HP taps F5 for help with application-specific networks
HP has partnered with F5 Networks to let administrators automate the rollout of applications onto their networks, cutting deployment time and seeing HP take a further step into the young field of software-defined networking
HP has brought technology from F5 Networks into its network management software, aiming to cut deployment time for applications and continue its move into software-defined networking.
The integration of HP's upcoming Virtual Application Networks with F5's Application Delivery Networking (ADN) technology was revealed by HP at Interop on Tuesday. The combined tool lets network administrators control how an application interacts with the underlying network, using the Intelligent Management Centre dashboard. In this way, they can automate the rollout of applications onto their networks, the company said.

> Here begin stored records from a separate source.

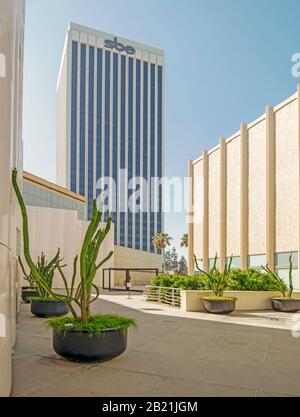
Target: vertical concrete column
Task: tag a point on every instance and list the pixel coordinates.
(298, 95)
(205, 228)
(270, 215)
(223, 204)
(244, 196)
(191, 266)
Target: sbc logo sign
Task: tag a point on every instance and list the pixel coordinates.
(2, 66)
(118, 46)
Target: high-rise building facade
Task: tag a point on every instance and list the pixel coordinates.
(110, 125)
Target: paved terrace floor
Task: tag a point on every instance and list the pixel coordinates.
(167, 356)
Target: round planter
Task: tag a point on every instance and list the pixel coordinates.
(45, 308)
(286, 305)
(216, 306)
(27, 293)
(84, 347)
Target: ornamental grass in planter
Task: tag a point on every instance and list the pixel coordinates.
(218, 282)
(285, 303)
(82, 337)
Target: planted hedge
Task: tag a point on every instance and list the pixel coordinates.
(251, 280)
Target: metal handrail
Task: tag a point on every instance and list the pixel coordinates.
(163, 295)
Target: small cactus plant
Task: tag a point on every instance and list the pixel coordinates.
(218, 281)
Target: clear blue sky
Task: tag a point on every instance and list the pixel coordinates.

By combining the technologies, HP has cut the deployment time for some applications from months to minutes, it estimated.
"We've separated the control plane from the actual devices themselves," Bethany Mayer, general manager of HP Networking, told reporters at Interop. "It makes the network programmable."
Initially, HP and F5 plan to bring a variety of automatic network configuration technologies to HP managed networks products. These should boost the performance of Microsoft Exchange 2010, VMware-based backup and disaster recovery, and application acceleration, HP said.
HP's Virtual Application Networks is scheduled for release in June. The network orchestration software covers layers two through four of the industry-standard seven-tiered network topology, while F5's ADN covers layers four through seven. However, HP could not say when the F5 technology will become available to customers, nor could it disclose pricing.
Once in place, the integrated technology will let networks automatically adapt themselves to fit the type of application they are relaying, according to Mayer. For example, an HP-F5 network could make sure that video was displayed correctly by analysing the network traffic, working out that the data transmitted was in video form, and tweaking the network to maximise performance.
We've separated the control plane from the actual devices themselves. It makes the network programmable.– Bethany Mayer
"Video is low-latency and very sensitive to jitter," Mayer said. "You've got to make sure your network understands what video requires as it gets transported across the network."
HP estimates that the technology could cut spam by 70 percent across Microsoft Exchange 2010 networks; free up 40 percent of server resources and increase virtual machine density by 60 percent in VMware-virtualised environments; and reduce the time it takes to move a virtual machine between datacentres from 20 minutes to 38 seconds.
The technology is an example of software-defined networking, as it lets administrators use a single management console to control all the hardware in an HP network, Mayer told ZDNet UK.
Financial terms of the partnership, which HP executives described as "significant", were not disclosed. The company said it will release more information on the integrated software in coming months, and said it plans to expand F5 application acceleration to other enterprise applications beyond Exchange and VMware products.